Photo courtesy of Gachet

by Gillian March, conference blogger

 

Terrell Spencer – or “The Poultry Man” as he is locally known – is the poultry specialist for the National Center for Appropriate Technology and he also works with the National Sustainable Agricultural Information Services.  He staffs hotlines, organizes internships, and assists farmers, wannabes, and non-profits in all aspects of farming, land stewardship, and seed planting. And, when he’s not juggling all of those feats, he is running his hog and poultry farm in Arkansas – Across the Creek Farm.

 

Terrell presented superb farming plan and best business practice for any wannabe farmer or existing small farmer alike.  His attention to detail in his accounts was exemplary and he was not shy about sharing his own accounts as an example of conversion rates from feed to dressed weight. His openness comes purely from a desire to be as helpful as possible.

 

From a practical standpoint, Terrell explained how to make brooding sheds and coops.  He showed us how best to construct mobile fencing and offered advice on the best way to protect one’s flock from predators – and it wasn’t by using a LGD (Livestock Guardian Dog).  Terrell believes that the trick is in making the land inhospitable for ground predators, so you really have to get know and get into the head of your predators to make it work. For the hawks, he places poles around his chicken coops that are similar in design to the anti-aircraft poles that the Germans used in WWII to protect their camps from enemy attack.  The Poultry Man is extremely resourceful. Summing up his mind-set says it all: “Why buy what you can make and that often does the job better anyway?”

 

Many farmers believe that laying hens are sometimes more trouble than they are worth in terms of net conversion from feed to egg, but the efficiencies at Terrell’s farm enable him to actually make a bit of money from his egg production.  More importantly, though, Terrell is a firm believer that eggs attract business for the farm’s other meats – so, providing that a farmer is not losing substantially on his layers, then Terrell’s recommendation is to stick with the eggs.

 

But, for Terrell, farming is a multi-faceted enterprise. He sees is it as bringing good and fair priced food to the community.

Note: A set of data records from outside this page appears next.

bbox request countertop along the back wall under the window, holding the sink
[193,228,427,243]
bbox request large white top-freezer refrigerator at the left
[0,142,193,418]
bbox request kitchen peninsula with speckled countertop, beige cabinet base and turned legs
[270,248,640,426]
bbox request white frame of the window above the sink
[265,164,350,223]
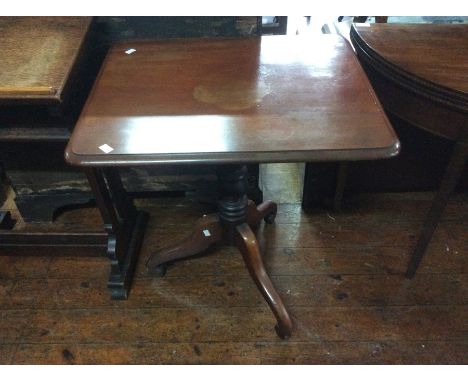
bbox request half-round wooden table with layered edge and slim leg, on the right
[351,24,468,278]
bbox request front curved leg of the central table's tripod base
[236,223,292,338]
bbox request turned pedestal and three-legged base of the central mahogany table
[147,165,292,338]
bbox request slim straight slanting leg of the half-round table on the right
[405,142,468,278]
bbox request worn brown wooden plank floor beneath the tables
[0,163,468,364]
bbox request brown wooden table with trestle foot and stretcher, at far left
[0,17,149,298]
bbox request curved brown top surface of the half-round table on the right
[351,24,468,112]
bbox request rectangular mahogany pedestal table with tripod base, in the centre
[66,35,399,338]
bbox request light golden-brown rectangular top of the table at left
[0,17,92,103]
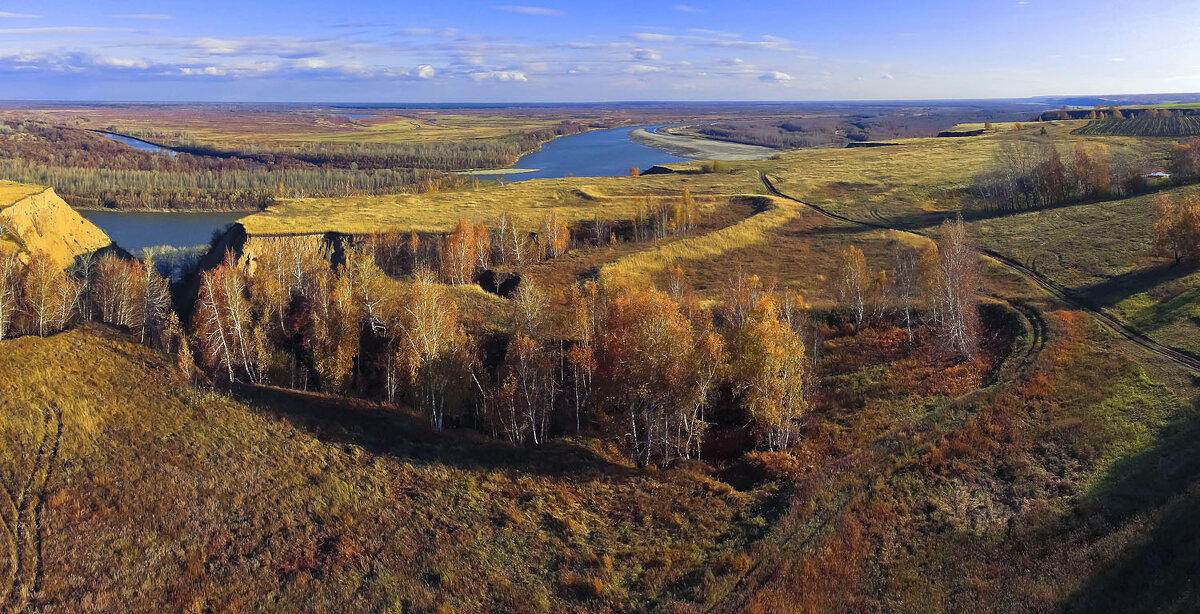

Terrell is able to sell his chickens’ breast meat for a higher price to those with a penchant for white meat and keep his prices low on the legs and wings so that he can sell inexpensive food to food insecure families and those on lower incomes. He informed us that last year his chicken wings were cheaper than those sold at Wal-Mart!  And he is a great believer that farmers have the capacity to barter – not just exchanging meat for produce but in exchange for non-food items, too. As an example, a web designer friend designed the logos in Terrell’s presentation in exchange for chicken.

 

Another facet of farming for Terrell is its therapeutic benefits, like teaching skills to people who may otherwise be unemployable due to the psychological trauma of war. He has seen veterans in the full throws of alcohol and drug dependency completely transformed through internships and scholarship programs that Terrell is involved with through ATTRA.  Himself a veteran returning from the Iraqi war wounded and suffering from PTSD, farming has completely turned his life around – he has a thriving farm which supports him, his wife, and his two children.

 

For Terrell, farming is it not only a business but also an avocation and I believe he should be known as the “The Philanthropic Poultry Man”.